Cookbook editor and foodie journalist Lizzie Gore-Grimes on how she makes it work

Sive O'Brien

After spending four years working in London for Condé Nast Publications Lizzie moved back to Ireland to indulge a dream held since college – to do the 12-week Ballymaloe course. After which her new life as a food writer took off. She went on to edit a number of Irish foodie and non-foodie magazines. These days, she edits cookbooks, develops recipes for clients and is currently chair of the Irish Food Writers’ Guild and Food Editor of Image Interiors & Living magazine. Oh, and she has three gorgeous kids.

Journalist Lizzie Gore Grimes. Photo: Clodagh Kilcoyne 0877145128

We get up at… 7am, wake the kids and down for breakfast. As they gobble Weetabix, I make the lunches (I know I could do this the night before but I’m never quite that organised). Get everyone dressed at about 7.30am and then it’s a boiled egg or bowl of porridge for me and into the shower. We leave the house at 8.20am. We scoot on mornings when I’m just working from my desk at home, but we drive if I have meetings or am working elsewhere.

Once the three kids are in school… I return to my desk to work until 2pm before going to collect them. Three days a week I have a childminder to help me, so I try and plan meetings for those days. But I still do the school collection if I can. I try not to work on a Friday – that’s when I get to do stuff for myself in the morning and arrange playdates in the afternoon.

The best thing about being a parent is… checking on them when they’re asleep (and they look so angelic it nearly cracks your heart in two); my three-year-old’s squidgy little feet; imagining what they will be like as adults; overhearing earnest conversations between my two boys, 6 and 8, in the back of the car (the last one was about the merits of the name ‘God’ for their newly-born cousin).

The main differences being a mum is… the fact that getting to sit with a cup of coffee and the papers, or your book, for an undisturbed hour, is just about the most luxurious thing I can think of.

My favourite thing to do with the kids is… when all five of us are piled into our big bed on a Sunday morning, and we have nowhere we have to rush to. Sunday is our only true switch-off day as my husband works all day Saturday, and the boys have a range of sport stuff on.

The best piece of advice I’ve ever received is… whatever tricky parenting phase you’re battling with at the moment (hit-and-miss potty training; temper tantrums; teenage surliness) it will almost surely pass. Know that there is an end in sight and try not to lose your mind.

My favourite book to read the kids is… The Tiger Who Came To Tea, Room on The Broom and David Walliams’ Gangsta Granny are all firm favourites.

Being a parent can… make you feel terribly strong at times, when you have that moment when you look at one of them and realise that no matter what else is going on – or going wrong – in my life as long as I have them I’m ok. And then it can make you feel so vulnerable and exposed for the very same reason.

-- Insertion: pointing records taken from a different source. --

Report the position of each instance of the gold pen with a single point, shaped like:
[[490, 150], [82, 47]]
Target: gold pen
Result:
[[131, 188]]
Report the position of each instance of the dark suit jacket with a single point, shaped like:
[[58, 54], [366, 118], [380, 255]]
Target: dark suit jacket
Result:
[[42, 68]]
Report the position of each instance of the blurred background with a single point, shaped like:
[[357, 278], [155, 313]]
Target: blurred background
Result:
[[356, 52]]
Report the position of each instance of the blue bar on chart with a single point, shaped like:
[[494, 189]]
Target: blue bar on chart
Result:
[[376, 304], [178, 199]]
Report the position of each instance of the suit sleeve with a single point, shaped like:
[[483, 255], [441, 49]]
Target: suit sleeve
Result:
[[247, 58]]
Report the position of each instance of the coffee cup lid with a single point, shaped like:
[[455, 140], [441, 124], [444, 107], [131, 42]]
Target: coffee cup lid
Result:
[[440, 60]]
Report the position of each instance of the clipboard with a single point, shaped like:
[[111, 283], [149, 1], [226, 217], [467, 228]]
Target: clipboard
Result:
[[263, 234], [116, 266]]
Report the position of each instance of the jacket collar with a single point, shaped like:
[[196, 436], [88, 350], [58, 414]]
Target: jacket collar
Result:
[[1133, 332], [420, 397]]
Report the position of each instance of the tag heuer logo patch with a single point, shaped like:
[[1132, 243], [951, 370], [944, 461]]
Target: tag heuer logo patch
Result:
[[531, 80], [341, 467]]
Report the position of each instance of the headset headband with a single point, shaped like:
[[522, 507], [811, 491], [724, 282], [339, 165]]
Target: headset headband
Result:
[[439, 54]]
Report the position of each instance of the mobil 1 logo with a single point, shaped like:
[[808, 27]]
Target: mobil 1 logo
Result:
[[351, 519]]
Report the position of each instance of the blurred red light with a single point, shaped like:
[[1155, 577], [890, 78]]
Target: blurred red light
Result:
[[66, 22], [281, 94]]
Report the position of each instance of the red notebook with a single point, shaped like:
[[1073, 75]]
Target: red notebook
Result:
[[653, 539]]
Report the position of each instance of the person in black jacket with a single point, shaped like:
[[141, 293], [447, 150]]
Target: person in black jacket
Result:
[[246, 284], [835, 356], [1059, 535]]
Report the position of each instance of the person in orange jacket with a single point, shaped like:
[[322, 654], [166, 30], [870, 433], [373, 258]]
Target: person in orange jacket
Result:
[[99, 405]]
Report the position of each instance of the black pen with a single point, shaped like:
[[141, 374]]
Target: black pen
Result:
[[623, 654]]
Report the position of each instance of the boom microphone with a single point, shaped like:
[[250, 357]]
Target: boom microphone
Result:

The nuggets of wisdom I’d like to pass on to my kids would be… to learn to cook, have good manners, be considerate to others, listen, laugh regularly, never lose touch with the handful of friends that really count, be nice to your mum…

I’m not sure that I make all the juggling work. But I did go back into an office job three-days a week and soon realised that the flexibility I had before worked better for me and my family. It means I am often taking my laptop with me to swimming lessons and have to return to my desk when they have gone to bed to meet a deadline. But the flexibility suits me, and I like to be there for all the school stuff.

I couldn’t do it all without my team … my mum, Judith, is a total life-saver; she only lives five minutes away and helps a lot with school runs. And we’ve had the same childminder, Delia since my eldest was born. So I’ve great support.

My greatest indulgence is… when I’ve had my hair blow-dried. I feel like a new woman.

I spend my down-time… in the bath at 9pm with a glass of wine.

The best thing to do as a family at the weekend is… escape the city. I love going to Wicklow for a big walk, followed by a pub lunch, then back home to crash out. We don’t get to do it much, but it’s so nice.